Monday, January 26, 2015

Segment tree - an order statistics binary tree

Binary tree like binary search tree is useful for many operations: search any element, min or max, update, delete, they all have time complexity of O(lgN). However in many high order statistics like range query, like find max/min/sum in the range of index from i to j in O(lgN) time, the order statistics binary trees are often used. Segment tree is one of them.
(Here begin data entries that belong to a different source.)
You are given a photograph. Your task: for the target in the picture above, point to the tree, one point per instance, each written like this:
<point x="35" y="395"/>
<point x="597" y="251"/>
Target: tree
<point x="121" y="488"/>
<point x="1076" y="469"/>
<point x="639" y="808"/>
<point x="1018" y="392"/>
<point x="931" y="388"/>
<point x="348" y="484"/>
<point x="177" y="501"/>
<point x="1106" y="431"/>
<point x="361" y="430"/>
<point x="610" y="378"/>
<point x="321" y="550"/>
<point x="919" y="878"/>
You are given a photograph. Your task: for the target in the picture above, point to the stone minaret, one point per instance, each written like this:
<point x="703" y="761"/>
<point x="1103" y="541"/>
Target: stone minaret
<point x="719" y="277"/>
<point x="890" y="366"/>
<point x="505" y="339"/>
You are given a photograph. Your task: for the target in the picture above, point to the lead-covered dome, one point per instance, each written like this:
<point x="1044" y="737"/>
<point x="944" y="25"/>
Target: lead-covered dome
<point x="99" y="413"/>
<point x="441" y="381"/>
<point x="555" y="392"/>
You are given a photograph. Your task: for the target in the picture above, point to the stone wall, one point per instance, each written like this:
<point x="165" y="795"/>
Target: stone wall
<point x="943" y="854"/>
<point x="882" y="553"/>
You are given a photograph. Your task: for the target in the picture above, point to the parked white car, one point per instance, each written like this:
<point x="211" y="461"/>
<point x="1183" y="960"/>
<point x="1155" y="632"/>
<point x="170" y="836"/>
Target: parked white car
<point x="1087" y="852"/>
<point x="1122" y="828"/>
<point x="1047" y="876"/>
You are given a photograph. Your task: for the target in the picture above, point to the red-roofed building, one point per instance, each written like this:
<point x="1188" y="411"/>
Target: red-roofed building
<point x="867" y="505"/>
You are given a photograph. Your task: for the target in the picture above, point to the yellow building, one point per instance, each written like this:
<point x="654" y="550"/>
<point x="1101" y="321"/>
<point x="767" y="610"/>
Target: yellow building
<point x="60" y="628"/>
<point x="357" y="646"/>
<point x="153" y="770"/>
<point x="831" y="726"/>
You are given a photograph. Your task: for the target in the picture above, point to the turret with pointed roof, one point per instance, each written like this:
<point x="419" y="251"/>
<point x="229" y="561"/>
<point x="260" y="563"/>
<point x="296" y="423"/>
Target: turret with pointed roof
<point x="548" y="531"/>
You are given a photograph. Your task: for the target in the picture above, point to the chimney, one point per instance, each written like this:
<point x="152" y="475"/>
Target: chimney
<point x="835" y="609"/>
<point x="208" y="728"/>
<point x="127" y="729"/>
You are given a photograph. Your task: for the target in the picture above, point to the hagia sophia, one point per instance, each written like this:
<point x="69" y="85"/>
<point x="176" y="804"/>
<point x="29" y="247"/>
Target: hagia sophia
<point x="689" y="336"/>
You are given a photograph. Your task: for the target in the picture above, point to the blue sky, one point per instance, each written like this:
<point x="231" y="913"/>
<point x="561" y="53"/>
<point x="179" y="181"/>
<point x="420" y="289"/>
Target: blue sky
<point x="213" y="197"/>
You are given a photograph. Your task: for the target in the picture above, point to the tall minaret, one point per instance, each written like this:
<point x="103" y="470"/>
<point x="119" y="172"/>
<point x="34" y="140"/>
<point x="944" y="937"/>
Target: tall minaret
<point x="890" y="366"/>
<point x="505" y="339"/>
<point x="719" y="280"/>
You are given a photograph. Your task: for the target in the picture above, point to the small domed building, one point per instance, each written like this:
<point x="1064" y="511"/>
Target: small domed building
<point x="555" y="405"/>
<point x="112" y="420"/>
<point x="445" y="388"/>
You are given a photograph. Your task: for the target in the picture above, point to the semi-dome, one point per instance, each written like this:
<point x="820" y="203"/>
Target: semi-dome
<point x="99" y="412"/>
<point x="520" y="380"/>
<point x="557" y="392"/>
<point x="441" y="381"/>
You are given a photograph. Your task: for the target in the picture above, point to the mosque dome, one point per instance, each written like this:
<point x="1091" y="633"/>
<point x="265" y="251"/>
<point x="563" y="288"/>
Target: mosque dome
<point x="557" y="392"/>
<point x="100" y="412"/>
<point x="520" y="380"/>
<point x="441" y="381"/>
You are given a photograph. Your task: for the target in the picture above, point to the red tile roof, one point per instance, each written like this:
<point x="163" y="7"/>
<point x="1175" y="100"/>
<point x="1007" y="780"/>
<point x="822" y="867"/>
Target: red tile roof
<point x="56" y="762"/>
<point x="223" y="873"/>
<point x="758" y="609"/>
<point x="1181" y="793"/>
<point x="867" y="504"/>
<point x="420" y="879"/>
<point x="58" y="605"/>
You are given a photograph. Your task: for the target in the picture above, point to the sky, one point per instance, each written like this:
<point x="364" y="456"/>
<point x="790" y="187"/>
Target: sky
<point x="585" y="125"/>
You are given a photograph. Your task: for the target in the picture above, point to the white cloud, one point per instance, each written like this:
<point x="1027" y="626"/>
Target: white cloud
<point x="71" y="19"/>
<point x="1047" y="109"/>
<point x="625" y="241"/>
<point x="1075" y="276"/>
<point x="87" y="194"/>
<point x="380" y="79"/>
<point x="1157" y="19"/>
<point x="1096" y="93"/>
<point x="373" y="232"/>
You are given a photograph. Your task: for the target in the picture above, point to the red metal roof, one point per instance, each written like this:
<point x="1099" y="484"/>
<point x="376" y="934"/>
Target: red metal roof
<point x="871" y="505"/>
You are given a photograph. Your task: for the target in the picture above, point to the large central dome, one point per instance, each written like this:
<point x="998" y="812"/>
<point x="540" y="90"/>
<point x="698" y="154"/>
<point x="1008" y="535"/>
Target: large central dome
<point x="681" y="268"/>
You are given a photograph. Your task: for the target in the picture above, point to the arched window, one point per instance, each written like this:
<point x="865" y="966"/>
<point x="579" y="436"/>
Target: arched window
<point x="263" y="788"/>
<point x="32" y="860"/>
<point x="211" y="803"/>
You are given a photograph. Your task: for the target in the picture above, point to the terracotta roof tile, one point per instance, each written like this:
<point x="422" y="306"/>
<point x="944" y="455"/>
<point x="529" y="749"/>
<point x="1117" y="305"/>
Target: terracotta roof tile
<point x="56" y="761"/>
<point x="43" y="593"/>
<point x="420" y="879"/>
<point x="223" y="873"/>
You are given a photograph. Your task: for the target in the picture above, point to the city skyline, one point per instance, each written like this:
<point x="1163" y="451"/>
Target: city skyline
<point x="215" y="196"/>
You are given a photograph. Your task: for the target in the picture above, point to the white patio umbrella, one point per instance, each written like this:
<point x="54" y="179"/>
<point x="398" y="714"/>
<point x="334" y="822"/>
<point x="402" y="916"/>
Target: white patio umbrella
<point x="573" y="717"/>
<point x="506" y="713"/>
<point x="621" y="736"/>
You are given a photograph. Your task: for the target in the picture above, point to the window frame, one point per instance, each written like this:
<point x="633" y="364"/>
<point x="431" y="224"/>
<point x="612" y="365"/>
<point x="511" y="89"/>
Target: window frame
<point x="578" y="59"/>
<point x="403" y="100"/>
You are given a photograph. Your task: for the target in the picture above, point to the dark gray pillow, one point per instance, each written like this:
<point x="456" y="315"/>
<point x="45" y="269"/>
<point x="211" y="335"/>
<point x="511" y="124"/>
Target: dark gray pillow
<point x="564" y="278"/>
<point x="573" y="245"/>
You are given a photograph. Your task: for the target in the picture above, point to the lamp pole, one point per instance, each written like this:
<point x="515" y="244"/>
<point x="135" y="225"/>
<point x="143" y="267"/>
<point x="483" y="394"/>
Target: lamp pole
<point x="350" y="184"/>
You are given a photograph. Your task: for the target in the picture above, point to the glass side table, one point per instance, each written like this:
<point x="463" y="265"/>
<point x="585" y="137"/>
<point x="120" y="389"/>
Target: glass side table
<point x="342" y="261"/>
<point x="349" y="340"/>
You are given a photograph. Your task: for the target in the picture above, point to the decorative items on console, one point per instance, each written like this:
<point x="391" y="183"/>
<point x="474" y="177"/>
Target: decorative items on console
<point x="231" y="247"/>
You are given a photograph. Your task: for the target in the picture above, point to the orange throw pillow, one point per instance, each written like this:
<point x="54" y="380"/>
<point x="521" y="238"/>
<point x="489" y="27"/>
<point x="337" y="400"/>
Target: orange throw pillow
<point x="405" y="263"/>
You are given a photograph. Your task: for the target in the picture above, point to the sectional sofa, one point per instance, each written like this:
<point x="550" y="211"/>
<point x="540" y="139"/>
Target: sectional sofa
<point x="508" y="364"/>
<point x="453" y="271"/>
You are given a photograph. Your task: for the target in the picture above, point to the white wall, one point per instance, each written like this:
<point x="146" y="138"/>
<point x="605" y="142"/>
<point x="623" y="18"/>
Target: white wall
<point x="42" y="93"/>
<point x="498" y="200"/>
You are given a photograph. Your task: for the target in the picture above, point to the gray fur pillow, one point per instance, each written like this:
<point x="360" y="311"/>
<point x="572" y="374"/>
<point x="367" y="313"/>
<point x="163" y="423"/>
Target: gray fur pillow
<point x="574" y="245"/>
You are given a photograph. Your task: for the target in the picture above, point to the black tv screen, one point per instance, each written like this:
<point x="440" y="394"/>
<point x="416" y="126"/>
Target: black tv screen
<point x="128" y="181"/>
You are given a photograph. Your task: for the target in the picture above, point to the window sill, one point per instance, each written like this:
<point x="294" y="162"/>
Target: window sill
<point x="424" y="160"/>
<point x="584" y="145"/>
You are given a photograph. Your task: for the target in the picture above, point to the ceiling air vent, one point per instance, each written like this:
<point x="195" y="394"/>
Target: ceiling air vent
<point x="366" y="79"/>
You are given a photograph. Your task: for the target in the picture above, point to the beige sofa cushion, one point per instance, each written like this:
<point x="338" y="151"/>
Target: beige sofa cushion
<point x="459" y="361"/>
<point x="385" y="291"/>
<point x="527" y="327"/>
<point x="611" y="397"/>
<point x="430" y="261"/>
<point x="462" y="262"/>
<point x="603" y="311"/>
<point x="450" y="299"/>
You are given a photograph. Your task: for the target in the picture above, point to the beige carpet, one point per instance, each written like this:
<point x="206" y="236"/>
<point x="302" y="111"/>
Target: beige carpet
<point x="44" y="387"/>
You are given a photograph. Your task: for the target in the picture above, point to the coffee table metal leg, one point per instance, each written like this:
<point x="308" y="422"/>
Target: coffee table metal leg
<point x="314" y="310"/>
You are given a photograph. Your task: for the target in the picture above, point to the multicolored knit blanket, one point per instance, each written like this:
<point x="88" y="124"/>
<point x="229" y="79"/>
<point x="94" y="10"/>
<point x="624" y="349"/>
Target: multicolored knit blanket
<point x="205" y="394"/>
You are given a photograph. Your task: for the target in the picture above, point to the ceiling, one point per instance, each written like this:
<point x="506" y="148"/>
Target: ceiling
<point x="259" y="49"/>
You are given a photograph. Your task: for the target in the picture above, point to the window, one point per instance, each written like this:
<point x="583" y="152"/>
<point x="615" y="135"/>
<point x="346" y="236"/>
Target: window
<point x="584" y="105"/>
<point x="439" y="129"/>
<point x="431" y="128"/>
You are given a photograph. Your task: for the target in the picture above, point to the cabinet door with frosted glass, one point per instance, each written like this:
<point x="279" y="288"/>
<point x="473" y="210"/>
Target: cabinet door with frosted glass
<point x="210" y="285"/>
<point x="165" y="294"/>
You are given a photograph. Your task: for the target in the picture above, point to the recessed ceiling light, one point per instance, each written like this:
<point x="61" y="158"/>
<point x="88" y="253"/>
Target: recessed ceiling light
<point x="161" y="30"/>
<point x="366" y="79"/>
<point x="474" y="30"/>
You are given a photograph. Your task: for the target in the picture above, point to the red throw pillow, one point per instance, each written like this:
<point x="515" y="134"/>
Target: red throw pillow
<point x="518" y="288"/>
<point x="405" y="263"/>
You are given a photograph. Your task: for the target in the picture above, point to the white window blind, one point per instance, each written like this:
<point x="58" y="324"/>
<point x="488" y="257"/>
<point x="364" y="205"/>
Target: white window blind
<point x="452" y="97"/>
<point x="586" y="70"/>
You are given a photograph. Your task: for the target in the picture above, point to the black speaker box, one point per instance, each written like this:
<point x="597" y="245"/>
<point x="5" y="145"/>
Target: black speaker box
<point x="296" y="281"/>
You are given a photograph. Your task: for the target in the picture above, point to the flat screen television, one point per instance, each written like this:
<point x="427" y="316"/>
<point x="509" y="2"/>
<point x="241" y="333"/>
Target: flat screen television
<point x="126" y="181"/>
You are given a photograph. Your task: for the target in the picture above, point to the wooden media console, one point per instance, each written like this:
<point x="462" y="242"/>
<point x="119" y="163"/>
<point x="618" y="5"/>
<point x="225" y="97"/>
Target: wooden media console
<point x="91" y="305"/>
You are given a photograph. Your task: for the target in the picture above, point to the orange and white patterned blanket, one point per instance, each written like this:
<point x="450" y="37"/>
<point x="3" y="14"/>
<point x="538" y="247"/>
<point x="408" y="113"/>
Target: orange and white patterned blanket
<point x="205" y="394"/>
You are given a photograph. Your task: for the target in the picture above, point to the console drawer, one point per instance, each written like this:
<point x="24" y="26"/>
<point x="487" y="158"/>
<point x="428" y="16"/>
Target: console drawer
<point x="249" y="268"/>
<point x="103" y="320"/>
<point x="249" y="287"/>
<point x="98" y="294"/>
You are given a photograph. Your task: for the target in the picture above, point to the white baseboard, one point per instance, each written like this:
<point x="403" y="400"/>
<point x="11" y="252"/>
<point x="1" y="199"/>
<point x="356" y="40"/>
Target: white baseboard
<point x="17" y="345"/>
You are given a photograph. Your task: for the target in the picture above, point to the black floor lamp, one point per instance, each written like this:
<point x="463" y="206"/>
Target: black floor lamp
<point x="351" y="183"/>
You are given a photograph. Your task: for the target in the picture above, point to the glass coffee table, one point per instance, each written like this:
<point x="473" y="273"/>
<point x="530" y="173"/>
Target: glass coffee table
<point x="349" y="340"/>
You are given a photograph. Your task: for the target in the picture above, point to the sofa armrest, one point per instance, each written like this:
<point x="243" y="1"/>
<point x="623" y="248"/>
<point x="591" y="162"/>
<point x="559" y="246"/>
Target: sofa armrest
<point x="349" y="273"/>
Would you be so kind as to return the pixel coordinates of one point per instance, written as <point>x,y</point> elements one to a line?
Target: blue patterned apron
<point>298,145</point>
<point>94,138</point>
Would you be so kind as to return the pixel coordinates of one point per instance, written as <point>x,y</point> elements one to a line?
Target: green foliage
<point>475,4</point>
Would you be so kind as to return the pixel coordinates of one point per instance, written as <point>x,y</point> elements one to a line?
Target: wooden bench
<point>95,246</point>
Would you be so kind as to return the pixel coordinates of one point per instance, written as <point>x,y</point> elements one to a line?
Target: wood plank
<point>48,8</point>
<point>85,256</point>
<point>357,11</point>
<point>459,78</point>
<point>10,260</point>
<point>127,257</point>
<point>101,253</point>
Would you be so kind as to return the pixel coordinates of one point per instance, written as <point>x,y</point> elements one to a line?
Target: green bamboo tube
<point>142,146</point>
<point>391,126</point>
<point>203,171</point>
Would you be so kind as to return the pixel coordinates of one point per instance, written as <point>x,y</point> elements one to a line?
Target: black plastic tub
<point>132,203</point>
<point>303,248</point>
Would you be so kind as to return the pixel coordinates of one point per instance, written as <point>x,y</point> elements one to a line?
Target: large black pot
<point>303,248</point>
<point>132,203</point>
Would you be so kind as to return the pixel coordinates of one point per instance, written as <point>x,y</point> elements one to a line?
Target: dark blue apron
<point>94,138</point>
Segment tree is a binary tree which stores all original elements are leaves in sequential order of their indices, and internal nodes of the tree store the aggregate information of their children. The tree is often represented as binary heap-like data structure. Node i's left children is 2*i+1, right children is 2*i+2. The height of the tree is Ceiling(lg(SIZE_OF_INPUT)). For example, array of 8 elements (0, 1, ..., 7), its height will be 3, array of 6 elements, its height will be 3 too.  So the heap storage size will be (1 + 2 + 4 + .. + 2^height) = 2^(height+1)-1. Note the size of the tree is 2*SIZE_OF_INPUT-1.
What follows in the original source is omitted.